No fueron pocas las veces que millones de venezolanos escucharon de labios del difunto presidente Hugo Chávez, la oferta política de que su país, a la vuelta de pocos años, terminaría siendo una potencia mundial en, por lo menos, diez áreas competitivas a nivel global.

Cada domingo, acto social o templete popular, dentro y fuera de la nación, fueron los sitios ideales para garantizar que nunca más Venezuela volvería a repetir sus ingratas experiencias vividas a lo largo de la Cuarta República Y que eso sería así porque durante la Quinta República, es decir, en la gloriosa revolución del socialismo del siglo XXI, los abundantes ingresos petroleros, las alianzas plurales con los países hermanos de la región y más allá de ella, entre otras pocas cosas, además de grandeza, ya no habría un solo pobre en el 2021.

Sin embargo, repentinamente, ese andamiaje verbal reforzado con costosas asesorías nacionales e internacionales, además de un cargamento de pegamentos propagandísticos, ha pasado a ser en los últimos 36 meses de gobierno sucesor, una referencia genérica para la burla, por una parte.
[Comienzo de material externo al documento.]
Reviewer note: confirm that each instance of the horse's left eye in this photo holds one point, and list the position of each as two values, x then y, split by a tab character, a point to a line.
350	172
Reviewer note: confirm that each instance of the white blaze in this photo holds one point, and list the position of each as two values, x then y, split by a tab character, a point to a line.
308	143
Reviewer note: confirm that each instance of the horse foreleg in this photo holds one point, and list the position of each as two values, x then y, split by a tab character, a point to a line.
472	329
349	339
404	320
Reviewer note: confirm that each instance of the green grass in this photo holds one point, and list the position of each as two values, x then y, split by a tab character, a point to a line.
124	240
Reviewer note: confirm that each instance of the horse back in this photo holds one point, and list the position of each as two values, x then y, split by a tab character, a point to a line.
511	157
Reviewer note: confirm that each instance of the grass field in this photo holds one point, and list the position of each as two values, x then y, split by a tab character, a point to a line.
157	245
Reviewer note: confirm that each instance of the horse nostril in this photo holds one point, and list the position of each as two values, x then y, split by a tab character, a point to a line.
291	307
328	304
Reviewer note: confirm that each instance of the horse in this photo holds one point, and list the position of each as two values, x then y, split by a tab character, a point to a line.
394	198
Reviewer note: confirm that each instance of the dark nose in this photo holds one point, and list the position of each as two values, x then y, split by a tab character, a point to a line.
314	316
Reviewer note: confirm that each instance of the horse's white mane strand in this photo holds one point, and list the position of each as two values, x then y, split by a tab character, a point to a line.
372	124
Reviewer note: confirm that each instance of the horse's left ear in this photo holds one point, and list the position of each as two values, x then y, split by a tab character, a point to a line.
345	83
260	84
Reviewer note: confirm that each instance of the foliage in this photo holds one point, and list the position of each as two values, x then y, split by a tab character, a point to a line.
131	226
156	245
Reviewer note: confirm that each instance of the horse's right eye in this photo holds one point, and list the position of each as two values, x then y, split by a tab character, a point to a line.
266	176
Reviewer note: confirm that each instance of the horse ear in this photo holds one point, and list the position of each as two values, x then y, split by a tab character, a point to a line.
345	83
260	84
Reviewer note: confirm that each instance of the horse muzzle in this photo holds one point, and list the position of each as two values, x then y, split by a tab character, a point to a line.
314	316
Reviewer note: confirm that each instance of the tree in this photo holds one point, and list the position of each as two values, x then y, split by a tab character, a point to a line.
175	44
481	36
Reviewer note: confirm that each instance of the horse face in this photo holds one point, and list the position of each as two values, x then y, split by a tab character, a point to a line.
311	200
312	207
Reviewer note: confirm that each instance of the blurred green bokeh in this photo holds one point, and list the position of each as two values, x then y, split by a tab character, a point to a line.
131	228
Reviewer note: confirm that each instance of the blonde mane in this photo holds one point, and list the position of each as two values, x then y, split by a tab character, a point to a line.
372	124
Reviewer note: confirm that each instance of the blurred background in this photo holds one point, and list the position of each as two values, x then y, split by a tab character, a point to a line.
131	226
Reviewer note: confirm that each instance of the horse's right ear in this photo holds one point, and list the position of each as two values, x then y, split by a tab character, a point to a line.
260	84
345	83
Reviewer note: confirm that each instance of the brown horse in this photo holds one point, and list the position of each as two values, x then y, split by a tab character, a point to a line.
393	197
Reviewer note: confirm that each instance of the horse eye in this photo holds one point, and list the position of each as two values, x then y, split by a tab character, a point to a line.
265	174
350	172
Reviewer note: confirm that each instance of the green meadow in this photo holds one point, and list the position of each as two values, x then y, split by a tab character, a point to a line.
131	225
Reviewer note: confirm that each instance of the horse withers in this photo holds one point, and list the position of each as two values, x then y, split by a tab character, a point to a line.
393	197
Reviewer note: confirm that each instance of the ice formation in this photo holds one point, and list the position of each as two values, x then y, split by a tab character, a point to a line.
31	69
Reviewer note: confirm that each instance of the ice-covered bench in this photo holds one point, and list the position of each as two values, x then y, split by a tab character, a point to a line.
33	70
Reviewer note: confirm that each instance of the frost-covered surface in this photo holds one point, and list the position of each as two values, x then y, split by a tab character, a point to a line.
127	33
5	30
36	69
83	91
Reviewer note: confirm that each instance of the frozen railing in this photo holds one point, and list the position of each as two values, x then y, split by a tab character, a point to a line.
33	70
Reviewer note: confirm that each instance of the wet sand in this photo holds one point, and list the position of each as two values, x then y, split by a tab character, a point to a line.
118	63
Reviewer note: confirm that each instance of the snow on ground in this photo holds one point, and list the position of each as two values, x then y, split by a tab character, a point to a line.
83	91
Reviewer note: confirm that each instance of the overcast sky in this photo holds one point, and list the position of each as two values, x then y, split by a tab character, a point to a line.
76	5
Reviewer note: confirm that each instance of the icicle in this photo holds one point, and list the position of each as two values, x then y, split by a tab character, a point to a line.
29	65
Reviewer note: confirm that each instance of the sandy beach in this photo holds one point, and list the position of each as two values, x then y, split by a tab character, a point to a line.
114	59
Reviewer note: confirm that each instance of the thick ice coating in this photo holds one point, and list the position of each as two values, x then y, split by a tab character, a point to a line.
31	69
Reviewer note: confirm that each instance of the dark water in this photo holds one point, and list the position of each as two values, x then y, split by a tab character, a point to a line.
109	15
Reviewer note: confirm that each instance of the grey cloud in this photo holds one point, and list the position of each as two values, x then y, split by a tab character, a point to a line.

Pero también una vergonzosa muestra internacional de lo que no pueden conquistar jamás los países que se niegan a aceptar que la prosperidad y el progreso se alcanzan trabajando; asimismo, una triste demostración de que tampoco esos países pueden saborear triunfos, cuando se les ocurre anular la importancia determinante de la vida ciudadana en libertad, del ejercicio del derecho a la propiedad y del respeto a la igualdad.

Precisamente, porque durante los últimos quince años esos tres derechos humanos de los venezolanos fueron obviados y maltratados con saña, mientras la arrogancia fue convertida en la etiqueta de una manera de conducir a 30 millones de ciudadanos entre expropiaciones de empresas, edificios y tierras productivas, la multiplicación de la burocracia improductiva, y un menosprecio inclemente de la meritocracia académica y del profesionalismo de vanguardia, es por lo que la otrora arrogante y presuntuosa Venezuela que se exhibía como modelo de país próspero, ha terminado siendo precisamente el único país petrolero del mundo que no es capaz, siquiera, de administrar su condición de Nación indigente.

Todavía en los discursos oficiales se apela a la misma oferta de la Venezuela potencia. No obstante, después de 15 años de escuchar ese canto a la mentira, los millones de venezolanos que ayer fueron capturados por esa cautivante posibilidad, hoy preferirían que les explicaran: ¿qué pasó realmente con los cientos de miles de millones de dólares que se usaron para tener más y mejor sistema de vida con salud de primera; alimentos en abundancia; trabajo con salario decente; viviendas auténticamente propias y no tomadas por la fuerza; servicios públicos apropiados para una vida civilizada; una administración pública sin corrupción ni promotora de la inflación? ¿Por qué los venezolanos son indignos de gozar de una administración de justicia pulcra, ética, verdaderamente justa? ¿Por qué es obligado vivir sometido al maltrato familiar de un modelo de gobierno y económico incapaz de evitar sequía, oscuridad, inseguridad y hambre familiar?

Definitivamente, entre la multivariedad conceptual de quienes hablan de cambiar y los que defienden la pasión por retroceder, más vale amar y defender la convicción de que las diferencias que mantienen los que viven de la conducción y la posibilidad de hacerlo, no puede seguir siendo a expensas de la destrucción motivacional por luchar de cada uno de los venezolanos.